The actual 1975 seizure order was for 30,000 dunams from a number of Palestinian villages, but the court case has focused only on those dunams which the Ma’aleh Adumim Municipality never used.
Some of that unused land falls outside the city’s boundaries and is under the jurisdiction of the Binyamin Regional Council.
Yesh Din also asked that the land be removed from the jurisdiction of Ma’aleh Adumim and the Binyamin Regional Council, so that its owners could freely access it.
In its petition to the court, Yesh Din referenced a 2001 HCJ ruling which stated that land seizure orders should be rescinded if the reason for the property’s expropriation no longer existed.
If the several hundred dunams in question have not been used for the last four decades, then it is clear that the rationale for expropriation no longer exists, Yesh Din argued.
Restoration of the land to its owners from Anata addresses a wrong that was committed in 1975, Yesh Din said. It claimed that the entire seizure order was illegal, because its stated purpose to create the settlement of Ma’aleh Adumim is not a legally recognized reason to expropriate land under Israeli or international law. So the state cannot claim that the land could be used in the future.

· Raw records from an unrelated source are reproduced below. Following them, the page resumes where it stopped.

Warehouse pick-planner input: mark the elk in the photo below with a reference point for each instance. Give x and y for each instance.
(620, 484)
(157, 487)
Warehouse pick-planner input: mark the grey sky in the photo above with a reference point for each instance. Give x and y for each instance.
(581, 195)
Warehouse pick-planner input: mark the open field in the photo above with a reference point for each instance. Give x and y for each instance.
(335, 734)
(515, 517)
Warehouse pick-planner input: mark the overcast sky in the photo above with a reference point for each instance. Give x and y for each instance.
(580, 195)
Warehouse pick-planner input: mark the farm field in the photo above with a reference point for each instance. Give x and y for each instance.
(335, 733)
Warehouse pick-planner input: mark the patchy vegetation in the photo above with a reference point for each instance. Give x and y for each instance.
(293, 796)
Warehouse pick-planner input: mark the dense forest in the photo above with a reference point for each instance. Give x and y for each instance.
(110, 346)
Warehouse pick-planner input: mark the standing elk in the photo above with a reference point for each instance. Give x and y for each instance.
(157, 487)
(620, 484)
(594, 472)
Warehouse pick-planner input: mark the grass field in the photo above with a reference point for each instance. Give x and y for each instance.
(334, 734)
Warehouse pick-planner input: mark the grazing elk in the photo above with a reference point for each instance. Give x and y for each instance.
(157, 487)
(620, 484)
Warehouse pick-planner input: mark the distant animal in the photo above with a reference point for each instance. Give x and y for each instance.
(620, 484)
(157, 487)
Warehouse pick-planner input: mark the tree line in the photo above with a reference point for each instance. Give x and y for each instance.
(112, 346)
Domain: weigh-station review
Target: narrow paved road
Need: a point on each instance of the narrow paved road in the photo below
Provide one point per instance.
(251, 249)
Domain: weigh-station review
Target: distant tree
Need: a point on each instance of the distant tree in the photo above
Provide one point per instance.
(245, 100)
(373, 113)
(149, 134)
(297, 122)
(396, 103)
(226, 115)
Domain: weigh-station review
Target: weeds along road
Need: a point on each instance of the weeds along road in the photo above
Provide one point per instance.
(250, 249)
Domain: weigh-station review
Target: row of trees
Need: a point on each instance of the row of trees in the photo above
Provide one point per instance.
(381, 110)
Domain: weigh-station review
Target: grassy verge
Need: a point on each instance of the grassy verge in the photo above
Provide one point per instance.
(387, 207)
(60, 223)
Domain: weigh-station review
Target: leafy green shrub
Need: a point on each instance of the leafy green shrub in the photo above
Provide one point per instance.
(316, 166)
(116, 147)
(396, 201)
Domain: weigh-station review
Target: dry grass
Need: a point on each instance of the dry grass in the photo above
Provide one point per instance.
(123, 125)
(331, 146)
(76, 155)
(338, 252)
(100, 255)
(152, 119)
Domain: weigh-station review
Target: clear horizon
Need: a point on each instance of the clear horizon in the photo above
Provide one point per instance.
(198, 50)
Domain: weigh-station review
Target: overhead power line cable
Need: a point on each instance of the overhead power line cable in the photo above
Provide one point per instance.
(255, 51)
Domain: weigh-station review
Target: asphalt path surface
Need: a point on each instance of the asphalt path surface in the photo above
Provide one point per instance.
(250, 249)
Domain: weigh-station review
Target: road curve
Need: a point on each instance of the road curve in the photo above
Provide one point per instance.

The group’s attorney, Shlomi Zacharia, who is representing the Palestinian land owners in this matter, said, “It’s unacceptable that Palestinian land that was expropriated, but never used for the purposes of the expropriation, should be annexed to a settlement in the West Bank.
“The expropriation of land for Ma’aleh Adumim was itself illegal to begin with and failure to return the unused property adds one more sin to this crime,” Zacharia said.
Ma’aleh Adumim, which is located just outside of Jerusalem, is the third largest Jewish city in the West Bank.
Its mayor, Benny Kashriel, told The Jerusalem Post
that the city’s attorney had just received a copy of the petition and is studying the matter.